9. Severability. If any one or more of the provisions of this Agreement shall be determined to be invalid, illegal or unenforceable in any respect for any reason, the validity, legality and enforceability of any such provision in every other respect and of the remaining provisions of this Agreement shall not in any way be impaired.
10. Benefits and Burdens. This Agreement is binding upon, and inures to the benefit of, the parties hereto and their respective estates, executors, administrators, legatees, heirs, personal and legal representatives, successors and permitted assigns.
11. Change; Waiver. No change or modification of this Agreement shall be valid unless the same is in writing and signed by the parties. No waiver of any provision of this Agreement shall be valid unless in writing and signed by the party waiving his rights. The failure of either party at any time to insist upon, or any delay by either party at any time to insist upon, strict performance of any condition, promise, agreement or understanding set forth herein shall not be construed as a waiver or relinquishment of the right to insist upon strict performance of the same condition, promise, agreement or understanding at a future time.
12. Dispute Resolution. Any party shall have the right to submit any Arbitrable Controversy (hereafter defined) to arbitration, and any such Arbitrable Controversy shall be settled by arbitration, in the State of New York in accordance with the Rules of the American Arbitration Association by 3 arbitrators selected from the panels of arbitrators of the American Arbitration Association. The parties consent to the jurisdiction of the Supreme Court of the State of New York and agree that judgment upon any award rendered by the arbitrators may be entered in the Supreme Court of the State of New York or any other court having jurisdiction thereof. “Arbitrable Controversy” means any controversy or claim not involving more than $1,000,000 in the aggregate or any remedy other than monetary damages arising out of or relating to this Agreement or the breach thereof, which, at the time of service of the notice of intention to arbitrate or the demand for arbitration, is not involved in an action pending in any Federal, state or local court.

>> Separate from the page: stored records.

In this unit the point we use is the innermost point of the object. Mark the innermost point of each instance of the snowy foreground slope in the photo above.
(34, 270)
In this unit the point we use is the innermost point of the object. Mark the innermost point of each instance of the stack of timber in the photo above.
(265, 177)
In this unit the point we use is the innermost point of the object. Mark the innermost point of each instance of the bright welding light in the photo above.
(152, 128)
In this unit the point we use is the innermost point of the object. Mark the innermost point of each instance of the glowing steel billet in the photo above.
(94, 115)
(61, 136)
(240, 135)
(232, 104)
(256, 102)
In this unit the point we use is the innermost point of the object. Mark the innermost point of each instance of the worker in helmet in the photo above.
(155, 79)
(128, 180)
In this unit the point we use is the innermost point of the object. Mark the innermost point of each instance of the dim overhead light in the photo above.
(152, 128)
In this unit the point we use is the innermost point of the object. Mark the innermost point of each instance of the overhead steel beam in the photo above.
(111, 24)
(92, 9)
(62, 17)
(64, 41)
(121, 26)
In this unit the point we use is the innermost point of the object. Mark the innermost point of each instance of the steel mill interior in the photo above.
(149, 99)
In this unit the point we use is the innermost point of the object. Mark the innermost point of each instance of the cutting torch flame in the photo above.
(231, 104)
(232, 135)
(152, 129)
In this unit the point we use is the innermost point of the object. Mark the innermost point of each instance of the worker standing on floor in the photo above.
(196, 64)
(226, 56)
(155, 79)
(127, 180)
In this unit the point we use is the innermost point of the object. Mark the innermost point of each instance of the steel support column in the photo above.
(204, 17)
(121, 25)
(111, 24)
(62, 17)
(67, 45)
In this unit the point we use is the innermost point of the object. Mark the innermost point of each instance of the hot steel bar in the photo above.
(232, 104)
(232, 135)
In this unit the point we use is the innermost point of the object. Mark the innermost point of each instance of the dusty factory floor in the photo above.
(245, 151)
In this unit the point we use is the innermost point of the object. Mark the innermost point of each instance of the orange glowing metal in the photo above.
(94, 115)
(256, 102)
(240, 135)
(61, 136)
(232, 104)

13. Entire Agreement. This Agreement constitutes the entire understanding and agreement of the parties with respect to the subject matter hereof and supersedes all prior or contemporaneous oral or written proposals or agreements relating thereto, all of which are merged herein.
14. Counterparts. This Agreement may be executed by facsimile signature and in counterparts, each of which shall be deemed an original, but all of which together shall constitute one and the same instrument.